Keith Chu (202) 224-4515
Wyden Voices Support for Hoeven-Stabenow Voluntary Country-of-Origin Labeling Bill
WASHINGTON - Senate Finance Committee Ranking Member Ron Wyden, D- Ore., today announced he will cosponsor the Voluntary Country-of-Origin Labeling (COOL) and Trade Enhancement Act, introduced by Senators John Hoeven, R-N.D, and Debbie Stabenow, D-Mich.
“This bill is a winner for Oregon farmers and for Oregon consumers,” Wyden said. “It ensures that consumers can continue to get the information they want about where their meat comes from, while also helping protect made-in-Oregon goods from Canadian and Mexican trade retaliation.”
The current mandatory country-of-origin labeling program for meat was implemented following passage of the 2008 Farm Bill. Canada and Mexico successfully challenged that program at the World Trade Organization and are now seeking permission from the WTO to increase tariffs on U.S. exports. The VCOOL Act replaces the mandatory labeling requirements that were the subject of Canada and Mexico’s trade challenge and establishes a new voluntary labeling program for meat sold in the United States. In so doing, the VCOOL Act fully addresses the WTO-inconsistency, while preserving key aspects of U.S. country of origin labeling, including the “Product of the U.S.” label on which many consumers rely for accurate information about where their meat comes from.
How would the legislation affect the ongoing WTO arbitration process?

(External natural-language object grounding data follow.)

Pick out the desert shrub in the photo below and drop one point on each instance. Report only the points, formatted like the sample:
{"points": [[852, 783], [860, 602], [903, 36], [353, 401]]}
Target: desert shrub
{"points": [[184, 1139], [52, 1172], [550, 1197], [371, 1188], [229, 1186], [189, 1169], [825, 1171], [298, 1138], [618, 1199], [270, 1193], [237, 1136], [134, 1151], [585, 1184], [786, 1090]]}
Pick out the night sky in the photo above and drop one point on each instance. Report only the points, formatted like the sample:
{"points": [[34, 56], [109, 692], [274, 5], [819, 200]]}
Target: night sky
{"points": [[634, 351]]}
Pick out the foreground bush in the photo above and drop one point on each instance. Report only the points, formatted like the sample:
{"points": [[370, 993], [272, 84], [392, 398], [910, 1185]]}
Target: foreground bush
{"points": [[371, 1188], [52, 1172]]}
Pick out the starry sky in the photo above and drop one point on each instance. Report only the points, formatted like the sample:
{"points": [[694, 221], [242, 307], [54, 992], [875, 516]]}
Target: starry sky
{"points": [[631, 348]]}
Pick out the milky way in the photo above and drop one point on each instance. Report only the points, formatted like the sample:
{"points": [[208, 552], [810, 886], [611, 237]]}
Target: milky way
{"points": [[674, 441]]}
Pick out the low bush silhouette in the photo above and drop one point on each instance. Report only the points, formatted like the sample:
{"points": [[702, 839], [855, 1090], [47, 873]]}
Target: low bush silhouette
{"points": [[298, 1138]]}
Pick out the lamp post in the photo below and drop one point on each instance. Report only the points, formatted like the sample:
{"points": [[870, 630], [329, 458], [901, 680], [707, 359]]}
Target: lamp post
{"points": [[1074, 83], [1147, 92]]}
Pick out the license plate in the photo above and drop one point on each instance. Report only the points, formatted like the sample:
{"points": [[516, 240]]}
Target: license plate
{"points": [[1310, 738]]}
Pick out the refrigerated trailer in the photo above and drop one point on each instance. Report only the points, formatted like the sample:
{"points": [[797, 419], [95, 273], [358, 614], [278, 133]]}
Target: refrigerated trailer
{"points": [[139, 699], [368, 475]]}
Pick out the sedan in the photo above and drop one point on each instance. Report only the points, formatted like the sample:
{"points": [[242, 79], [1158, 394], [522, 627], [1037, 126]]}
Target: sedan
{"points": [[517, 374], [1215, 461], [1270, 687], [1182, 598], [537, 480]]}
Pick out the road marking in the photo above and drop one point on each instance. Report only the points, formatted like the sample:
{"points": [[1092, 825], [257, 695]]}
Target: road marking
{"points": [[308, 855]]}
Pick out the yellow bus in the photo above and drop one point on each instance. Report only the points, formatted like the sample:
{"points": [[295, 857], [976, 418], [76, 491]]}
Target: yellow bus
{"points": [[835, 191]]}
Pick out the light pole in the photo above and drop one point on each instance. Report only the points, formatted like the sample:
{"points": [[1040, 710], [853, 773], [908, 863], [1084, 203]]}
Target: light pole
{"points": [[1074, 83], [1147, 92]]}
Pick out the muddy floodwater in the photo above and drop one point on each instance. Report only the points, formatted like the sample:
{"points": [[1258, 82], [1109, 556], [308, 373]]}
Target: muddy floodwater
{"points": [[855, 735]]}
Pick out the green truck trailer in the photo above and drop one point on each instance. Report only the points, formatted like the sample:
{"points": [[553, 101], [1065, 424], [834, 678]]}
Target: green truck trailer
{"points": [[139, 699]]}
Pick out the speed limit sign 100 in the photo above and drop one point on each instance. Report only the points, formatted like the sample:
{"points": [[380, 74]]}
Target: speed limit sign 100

Given that the provisions of law that were the basis for the WTO inconsistency would no longer exist, Canada and Mexico could opt to suspend or terminate the arbitration. Were Canada and Mexico to nonetheless proceed with the arbitration, the arbitrator would be permitted to consider the new legislation in determining the amount of the award, and this could eliminate the amount of retaliation they are permitted to take. In at least one previous case, WTO arbitrators have taken into account changes to a measure in their findings and recommendations. Additionally, in some cases, arbitrators have developed formulas for damages awards that ensure that the amount of retaliation authorized accounts for changes in how a measure is applied in the future.
Even if retaliation is authorized without regard to the new measure, WTO rules clearly state that retaliation is “temporary” and a "last resort”. WTO rules require that Members only apply retaliation until the WTO-inconsistency has been removed. Canada and Mexico are prohibited under WTO rules from exercising retaliation based on mere political objections to the new legislation. Retaliation is permissible only if Canada and Mexico disagree with the United States as to whether the new law constitutes compliance. In the event of a disagreement, the United States could ask for a WTO proceeding to terminate their retaliation rights.